As is evident from the foregoing description, certain aspects of the invention are not limited to the particular details of the examples illustrated, and it is therefore contemplated that other modifications and applications will occur to those skilled in the art. It is accordingly intended that the claims shall cover all such modifications and applications as do not depart from the true spirit and scope of the invention.

PARTS LIST

4 disruption 5 storage layer 10 disc 11 reflector layer 12 polycarbonate or substrate layer 13 overcoat layer 14 identification markings 20 disc 21 recording layer 22 support layer 23 overcoat layer 24 markings 25 reflector layer 25' region 41 protective overcoat 50 disc 51 data area 52 mirror area 53 clamp area 55 readable code 56 aperture 59 code characters 61 code markings 62 radius lines 64 radial distance 65 second radial distance 70 disc 72 identification markings 75 read/write head 76 detector 77 storage apparatus

Claims

1. An optical storage disc including a clamp area, a data area and a mirror area, said optical storage disc comprising:

a support substrate layer;

a storage layer proximate said support substrate layer, wherein said storage layer includes a preselected pattern of disruptions formed by a laser beam in the mirror area of the optical storage disc, wherein the preselected pattern of disruptions comprise a bar code including a plurality of bar code characters, and wherein a thickness of each bar code character is a linear function of distance from a center of said optical disc; and

a protective layer covering said storage layer.

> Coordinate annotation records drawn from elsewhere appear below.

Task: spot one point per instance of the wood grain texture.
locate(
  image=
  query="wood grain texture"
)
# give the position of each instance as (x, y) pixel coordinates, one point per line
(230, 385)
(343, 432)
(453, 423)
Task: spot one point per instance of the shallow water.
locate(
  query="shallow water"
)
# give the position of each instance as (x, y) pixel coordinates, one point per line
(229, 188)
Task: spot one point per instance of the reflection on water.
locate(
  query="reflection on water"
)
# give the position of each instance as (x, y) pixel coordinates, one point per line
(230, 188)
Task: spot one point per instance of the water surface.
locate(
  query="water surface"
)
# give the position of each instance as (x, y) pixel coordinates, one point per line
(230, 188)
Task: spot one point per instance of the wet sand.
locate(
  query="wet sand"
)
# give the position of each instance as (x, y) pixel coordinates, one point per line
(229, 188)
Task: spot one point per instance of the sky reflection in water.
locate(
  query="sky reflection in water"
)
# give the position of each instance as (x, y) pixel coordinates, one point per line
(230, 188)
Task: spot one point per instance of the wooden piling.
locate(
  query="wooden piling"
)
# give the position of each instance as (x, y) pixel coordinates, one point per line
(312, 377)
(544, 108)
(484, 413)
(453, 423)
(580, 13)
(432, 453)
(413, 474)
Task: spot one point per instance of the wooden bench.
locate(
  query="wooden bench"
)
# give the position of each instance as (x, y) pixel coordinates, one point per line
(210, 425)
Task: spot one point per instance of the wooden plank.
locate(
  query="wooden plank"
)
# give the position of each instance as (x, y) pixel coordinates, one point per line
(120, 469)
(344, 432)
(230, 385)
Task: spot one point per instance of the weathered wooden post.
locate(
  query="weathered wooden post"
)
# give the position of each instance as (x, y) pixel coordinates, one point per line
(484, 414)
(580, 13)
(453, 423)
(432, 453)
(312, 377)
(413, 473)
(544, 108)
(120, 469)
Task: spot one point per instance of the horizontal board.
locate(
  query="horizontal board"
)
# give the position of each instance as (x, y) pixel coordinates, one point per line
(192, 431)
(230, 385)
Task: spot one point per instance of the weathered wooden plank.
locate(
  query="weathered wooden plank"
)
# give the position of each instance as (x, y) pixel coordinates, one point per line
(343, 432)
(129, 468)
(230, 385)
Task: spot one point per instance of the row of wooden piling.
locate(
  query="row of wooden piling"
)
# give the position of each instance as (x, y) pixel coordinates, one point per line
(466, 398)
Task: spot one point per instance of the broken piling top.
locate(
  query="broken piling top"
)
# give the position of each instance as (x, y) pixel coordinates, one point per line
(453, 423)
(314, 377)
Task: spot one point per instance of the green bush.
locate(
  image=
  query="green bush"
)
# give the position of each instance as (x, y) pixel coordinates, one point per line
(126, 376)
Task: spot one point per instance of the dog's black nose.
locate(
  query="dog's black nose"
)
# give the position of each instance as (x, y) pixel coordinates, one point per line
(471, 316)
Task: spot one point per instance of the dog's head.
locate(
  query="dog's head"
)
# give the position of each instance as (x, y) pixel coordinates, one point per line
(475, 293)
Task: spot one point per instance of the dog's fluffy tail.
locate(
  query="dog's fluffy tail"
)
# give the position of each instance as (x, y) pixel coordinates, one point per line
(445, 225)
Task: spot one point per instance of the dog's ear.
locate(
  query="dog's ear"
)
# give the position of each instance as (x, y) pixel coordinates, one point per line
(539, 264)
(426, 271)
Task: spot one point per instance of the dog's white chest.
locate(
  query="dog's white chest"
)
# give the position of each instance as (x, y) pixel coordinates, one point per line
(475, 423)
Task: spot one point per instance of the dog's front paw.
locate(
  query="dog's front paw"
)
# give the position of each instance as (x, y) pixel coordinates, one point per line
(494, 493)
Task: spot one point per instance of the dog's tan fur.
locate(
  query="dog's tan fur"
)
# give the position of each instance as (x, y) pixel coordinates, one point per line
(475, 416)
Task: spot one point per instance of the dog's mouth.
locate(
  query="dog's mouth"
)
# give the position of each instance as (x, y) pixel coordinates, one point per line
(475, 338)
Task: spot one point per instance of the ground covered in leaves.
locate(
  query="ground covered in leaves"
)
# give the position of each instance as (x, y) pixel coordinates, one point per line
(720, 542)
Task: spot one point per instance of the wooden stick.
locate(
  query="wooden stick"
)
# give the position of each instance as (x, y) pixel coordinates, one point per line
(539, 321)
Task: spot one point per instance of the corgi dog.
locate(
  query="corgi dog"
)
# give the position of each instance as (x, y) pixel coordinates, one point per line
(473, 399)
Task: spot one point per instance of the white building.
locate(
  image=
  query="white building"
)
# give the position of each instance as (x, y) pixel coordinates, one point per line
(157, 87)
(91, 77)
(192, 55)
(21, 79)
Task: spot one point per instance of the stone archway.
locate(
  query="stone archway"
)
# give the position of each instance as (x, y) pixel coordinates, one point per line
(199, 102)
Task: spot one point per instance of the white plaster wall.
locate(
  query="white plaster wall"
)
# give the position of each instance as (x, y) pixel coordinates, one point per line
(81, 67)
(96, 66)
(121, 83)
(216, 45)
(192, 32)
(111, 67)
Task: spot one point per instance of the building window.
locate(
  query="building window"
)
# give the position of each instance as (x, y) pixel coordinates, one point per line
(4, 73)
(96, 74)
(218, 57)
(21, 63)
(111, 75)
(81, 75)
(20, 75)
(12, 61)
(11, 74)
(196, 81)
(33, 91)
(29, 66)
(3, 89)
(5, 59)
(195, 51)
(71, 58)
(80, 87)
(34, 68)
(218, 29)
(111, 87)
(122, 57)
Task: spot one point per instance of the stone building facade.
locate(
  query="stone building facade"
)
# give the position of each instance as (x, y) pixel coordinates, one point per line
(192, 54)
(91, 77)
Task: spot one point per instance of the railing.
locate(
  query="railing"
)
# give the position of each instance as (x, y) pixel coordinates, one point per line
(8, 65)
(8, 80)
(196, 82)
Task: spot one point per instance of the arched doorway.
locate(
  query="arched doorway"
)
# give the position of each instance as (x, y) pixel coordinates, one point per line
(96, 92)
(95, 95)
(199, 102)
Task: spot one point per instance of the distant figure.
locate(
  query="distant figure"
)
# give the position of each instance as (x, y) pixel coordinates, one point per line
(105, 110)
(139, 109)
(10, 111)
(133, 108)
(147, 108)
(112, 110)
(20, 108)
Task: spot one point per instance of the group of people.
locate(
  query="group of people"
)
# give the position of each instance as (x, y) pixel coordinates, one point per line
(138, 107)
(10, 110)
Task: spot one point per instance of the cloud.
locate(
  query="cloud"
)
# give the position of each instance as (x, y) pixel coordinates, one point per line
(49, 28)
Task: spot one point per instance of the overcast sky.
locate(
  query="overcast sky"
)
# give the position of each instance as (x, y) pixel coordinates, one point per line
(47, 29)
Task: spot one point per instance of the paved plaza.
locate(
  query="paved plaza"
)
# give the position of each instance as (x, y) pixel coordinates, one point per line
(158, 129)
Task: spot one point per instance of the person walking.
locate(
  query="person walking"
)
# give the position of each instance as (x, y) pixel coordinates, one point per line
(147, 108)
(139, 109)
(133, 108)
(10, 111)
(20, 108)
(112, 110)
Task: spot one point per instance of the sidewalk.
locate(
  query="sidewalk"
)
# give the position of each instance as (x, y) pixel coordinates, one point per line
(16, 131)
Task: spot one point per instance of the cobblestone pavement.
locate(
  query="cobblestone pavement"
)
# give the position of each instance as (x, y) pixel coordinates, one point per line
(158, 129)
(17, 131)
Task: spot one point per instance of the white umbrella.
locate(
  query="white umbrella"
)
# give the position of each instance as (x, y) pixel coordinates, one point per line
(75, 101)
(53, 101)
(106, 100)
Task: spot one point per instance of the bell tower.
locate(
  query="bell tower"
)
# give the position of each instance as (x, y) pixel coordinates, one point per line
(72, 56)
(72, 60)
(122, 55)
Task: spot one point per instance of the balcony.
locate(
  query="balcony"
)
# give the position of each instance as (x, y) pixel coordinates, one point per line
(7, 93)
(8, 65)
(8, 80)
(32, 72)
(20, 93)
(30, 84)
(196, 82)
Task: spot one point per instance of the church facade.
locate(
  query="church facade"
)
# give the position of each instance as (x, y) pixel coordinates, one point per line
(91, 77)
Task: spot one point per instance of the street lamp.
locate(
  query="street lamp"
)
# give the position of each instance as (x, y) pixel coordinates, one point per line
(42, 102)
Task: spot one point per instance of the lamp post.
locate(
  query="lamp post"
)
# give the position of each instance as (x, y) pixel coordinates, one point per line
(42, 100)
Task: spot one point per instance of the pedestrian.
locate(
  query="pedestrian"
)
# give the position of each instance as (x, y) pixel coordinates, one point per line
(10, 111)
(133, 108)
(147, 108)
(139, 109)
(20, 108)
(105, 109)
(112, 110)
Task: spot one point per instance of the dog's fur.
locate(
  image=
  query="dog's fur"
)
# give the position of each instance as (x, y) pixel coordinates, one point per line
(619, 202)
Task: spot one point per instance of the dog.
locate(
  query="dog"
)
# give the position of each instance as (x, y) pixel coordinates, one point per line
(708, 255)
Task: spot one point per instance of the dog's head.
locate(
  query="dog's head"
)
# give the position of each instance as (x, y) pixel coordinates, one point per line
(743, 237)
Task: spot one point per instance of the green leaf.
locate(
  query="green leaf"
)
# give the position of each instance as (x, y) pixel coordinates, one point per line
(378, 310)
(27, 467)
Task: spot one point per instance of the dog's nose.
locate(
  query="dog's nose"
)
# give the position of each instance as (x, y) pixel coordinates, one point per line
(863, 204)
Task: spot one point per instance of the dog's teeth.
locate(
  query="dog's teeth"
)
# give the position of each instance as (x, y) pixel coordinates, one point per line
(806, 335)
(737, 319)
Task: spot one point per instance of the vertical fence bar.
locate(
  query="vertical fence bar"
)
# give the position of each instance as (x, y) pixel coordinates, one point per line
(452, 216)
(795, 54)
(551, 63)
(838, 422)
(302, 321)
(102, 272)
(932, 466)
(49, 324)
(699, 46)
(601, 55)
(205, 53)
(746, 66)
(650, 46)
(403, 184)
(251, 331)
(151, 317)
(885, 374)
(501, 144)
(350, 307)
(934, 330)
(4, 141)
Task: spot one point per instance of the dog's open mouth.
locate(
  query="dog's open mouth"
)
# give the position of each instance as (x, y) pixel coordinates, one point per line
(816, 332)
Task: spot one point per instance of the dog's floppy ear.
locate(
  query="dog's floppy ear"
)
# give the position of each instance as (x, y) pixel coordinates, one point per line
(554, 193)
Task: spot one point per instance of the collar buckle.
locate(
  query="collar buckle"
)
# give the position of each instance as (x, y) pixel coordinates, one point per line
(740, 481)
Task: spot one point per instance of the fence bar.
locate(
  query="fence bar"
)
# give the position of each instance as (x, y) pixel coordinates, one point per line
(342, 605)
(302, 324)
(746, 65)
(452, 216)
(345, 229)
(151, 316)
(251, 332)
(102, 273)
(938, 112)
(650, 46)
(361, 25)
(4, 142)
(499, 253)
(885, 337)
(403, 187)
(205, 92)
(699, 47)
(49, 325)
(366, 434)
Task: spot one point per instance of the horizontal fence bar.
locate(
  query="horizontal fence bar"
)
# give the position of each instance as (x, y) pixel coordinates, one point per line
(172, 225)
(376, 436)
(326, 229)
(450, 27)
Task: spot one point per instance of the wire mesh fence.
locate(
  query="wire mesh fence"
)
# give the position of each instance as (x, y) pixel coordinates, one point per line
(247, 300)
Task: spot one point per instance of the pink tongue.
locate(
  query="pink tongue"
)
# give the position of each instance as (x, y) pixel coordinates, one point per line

2. The optical storage disc of claim 1 wherein said pattern of disruptions is structured such that the bar code pattern can be read by an optical bar code reader independent of radial position.

3. The optical storage disc of claim 1 wherein said storage layer includes a dye polymer layer.

4. The optical storage disc of claim 1 wherein said pattern of disruptions comprising the bar code pattern includes information related to the fabrication of said disc.

5. A method of permanently marking an optical storage disc including a clamp area, a data area and a mirror area, said method comprising the steps of:

assembling an optical disc having a storage layer and a polycarbonate layer;

applying a pattern of disruptions on a selected region of said storage layer comprising the mirror area of the optical disc with a laser beam, said pattern of disruptions comprises an optical bar code including a plurality of bar code characters, wherein a thickness of each bar code character is a linear function of distance from a center of said optical disc; and

protecting said selected region of said storage layer with a lacquer layer; and selecting said pattern of disruptions to provide an optical bar code.

6. The method of claim 5 wherein said protecting step includes a step of covering said selected region with a protective overcoat following said applying step.